[time-nuts] A man with one used rubidium standard knows what 10MHz is, more than one, not so much...

Chris Albertson albertson.chris at gmail.com
Wed Feb 22 20:31:42 UTC 2012


On Wed, Feb 22, 2012 at 12:15 PM, Don Barr <don.barr at gmail.com> wrote:
> Hi,
>
> (sorry to Tvb for stealing a good subject line)
>
> I'm just getting into clocks and oscillators, so please excuse any
> ignorance.  I like probably many new list watchers saw Dave Jones of
> EEVBlog fame with his used FE-5680A and thought - geez I didn't realize
> those were so cheap, I'd like an "atomic clock" too, and promptly ordered
> three from three different vendors off of ebay.   I figured I'd get one out
> of three that showed up and worked, but I actually got all three, and all
> three appear to operate.  I also saw on leapsecond that many time-nuts use
> the Trimble Thunderbolt as a GPSDO, and as they were cheap, I ordered one
> of those from ebay as well.
>
> Now that I have all of these, and I've cobbled together a power supply to
> power everything I hooked the Thunderbolt and the 5680's to the one piece
> of test equipment I currently have - an oscilloscope.   Maybe out of
> ignorance I decided that the GPSDO would be the "most accurate", so I set
> the trigger of the scope to the channel that the thunderbolt was connected
> to.   I figured the changing relative waveform phase of each unit would
> give me idea of how in line each unit was at a gross level.
>
> To my delight the GPSDO and one 5680 is very close, and the relative phase
> of the GPSDO and that unit remain relatively constant.   Two of the other
> units are "off", and I'm curious as to why.  Each of the "off" units goes
> in and out of phase with the GPSDO (i.e., 360 degrees goes by) in about 20
> seconds, which I think is +/- 0.05Hz,  which I think, is 5x10e-9 at 10MHz
> (correct me if I'm wrong).    (All units left to "warm up" over 12 hours,
> the GPSDO has clear view of the sky and self survey was completed, etc.)
>
> I've tried to do a bit of research on Rubidium aging, which seems to cause
> the oscillator to slow over time (
> http://www.dtic.mil/cgi-bin/GetTRDoc?AD=ADA485423) when exposed to air
> (helium), so I expect the 10 years or so of service would make sense
> assuming about 5*10e-11 a month, over that period of time.  I presume
> that's what the DDS in the unit is there for to allow the units to be
> corrected for aging (
> http://www.ko4bb.com/Manuals/05%29_GPS_Timing/FEI/FE-5680A/FE-5680A-tuning.pdf)
>
>
> So I guess my questions are:
> Does my line of reasoning make sense?
> Should the GPSDO, for lack of a better standard, over the "eyeball averaged
> over 20 seconds" be the best frequency source?

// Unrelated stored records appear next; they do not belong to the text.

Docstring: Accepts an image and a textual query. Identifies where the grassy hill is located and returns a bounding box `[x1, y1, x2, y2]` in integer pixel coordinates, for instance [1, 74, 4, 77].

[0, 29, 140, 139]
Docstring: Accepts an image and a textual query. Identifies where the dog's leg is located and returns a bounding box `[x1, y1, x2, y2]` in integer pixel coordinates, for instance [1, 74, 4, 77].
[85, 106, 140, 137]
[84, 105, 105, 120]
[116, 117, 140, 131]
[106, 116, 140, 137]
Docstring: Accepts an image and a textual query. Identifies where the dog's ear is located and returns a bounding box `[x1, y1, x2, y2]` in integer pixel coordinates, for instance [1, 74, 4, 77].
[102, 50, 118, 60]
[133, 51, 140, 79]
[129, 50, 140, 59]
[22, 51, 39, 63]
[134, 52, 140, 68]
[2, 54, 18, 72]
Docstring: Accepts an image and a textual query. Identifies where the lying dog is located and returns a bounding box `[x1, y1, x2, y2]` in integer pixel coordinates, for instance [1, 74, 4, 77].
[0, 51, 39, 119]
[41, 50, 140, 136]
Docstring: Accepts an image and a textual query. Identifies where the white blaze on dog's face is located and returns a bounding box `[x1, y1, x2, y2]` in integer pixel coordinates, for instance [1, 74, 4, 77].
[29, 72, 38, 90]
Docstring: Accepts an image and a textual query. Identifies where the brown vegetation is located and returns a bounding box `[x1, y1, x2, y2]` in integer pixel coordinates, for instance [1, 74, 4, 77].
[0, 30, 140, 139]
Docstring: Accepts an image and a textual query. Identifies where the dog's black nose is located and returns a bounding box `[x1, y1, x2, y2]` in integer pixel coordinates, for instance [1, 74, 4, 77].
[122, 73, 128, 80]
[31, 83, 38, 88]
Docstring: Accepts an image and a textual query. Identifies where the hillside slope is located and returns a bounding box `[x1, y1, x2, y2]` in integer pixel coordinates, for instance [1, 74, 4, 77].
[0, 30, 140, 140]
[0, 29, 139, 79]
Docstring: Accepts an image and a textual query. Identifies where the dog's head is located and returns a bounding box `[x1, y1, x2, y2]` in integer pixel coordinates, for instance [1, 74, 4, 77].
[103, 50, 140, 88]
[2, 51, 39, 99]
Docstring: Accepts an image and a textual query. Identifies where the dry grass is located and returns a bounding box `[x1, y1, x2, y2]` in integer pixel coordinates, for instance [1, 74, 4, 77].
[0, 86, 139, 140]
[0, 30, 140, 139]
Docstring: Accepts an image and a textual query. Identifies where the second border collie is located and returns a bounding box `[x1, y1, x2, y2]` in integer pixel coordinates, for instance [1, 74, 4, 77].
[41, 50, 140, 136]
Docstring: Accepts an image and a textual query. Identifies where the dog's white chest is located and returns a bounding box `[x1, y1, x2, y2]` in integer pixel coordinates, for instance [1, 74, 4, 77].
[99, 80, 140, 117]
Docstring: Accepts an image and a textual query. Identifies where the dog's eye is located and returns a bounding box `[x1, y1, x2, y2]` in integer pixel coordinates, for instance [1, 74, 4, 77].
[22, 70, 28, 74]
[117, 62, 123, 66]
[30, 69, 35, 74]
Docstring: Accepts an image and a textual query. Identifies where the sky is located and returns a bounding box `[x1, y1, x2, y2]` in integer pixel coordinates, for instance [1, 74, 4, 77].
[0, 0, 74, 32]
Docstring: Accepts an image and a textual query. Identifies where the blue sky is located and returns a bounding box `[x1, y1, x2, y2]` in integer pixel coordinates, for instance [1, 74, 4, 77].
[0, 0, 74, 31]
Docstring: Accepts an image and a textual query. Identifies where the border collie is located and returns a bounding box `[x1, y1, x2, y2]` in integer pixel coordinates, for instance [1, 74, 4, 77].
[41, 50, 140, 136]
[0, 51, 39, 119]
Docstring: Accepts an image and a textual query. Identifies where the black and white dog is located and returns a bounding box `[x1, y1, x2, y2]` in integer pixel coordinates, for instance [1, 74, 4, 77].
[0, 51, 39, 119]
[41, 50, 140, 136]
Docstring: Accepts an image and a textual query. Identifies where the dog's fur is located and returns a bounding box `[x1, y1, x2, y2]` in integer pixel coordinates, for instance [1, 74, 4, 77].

The FE5680 units you bought have a way to make a fine adjustment to
the frequency and then the save the adjustment in eprom memory.   So
if the units you bought track the GPS simply depends on whatever the
previous own stored in the eprom.  You can change it via RS-232
commands.

Why would someone set the eprom to anything other than exactly 10MHz?
I don't know.  Perhaps the unit was last used inside a cell tower in
the desert when it was way-hot outside?  Maybe you have a better
calibration signal than the tech who last set it?  No way to know.

What you need is to build a phase locked loop controller to lock your
FE5680 to your Thunderbolt.   You can use a very long time constant.
A controller like that is on my do-to list.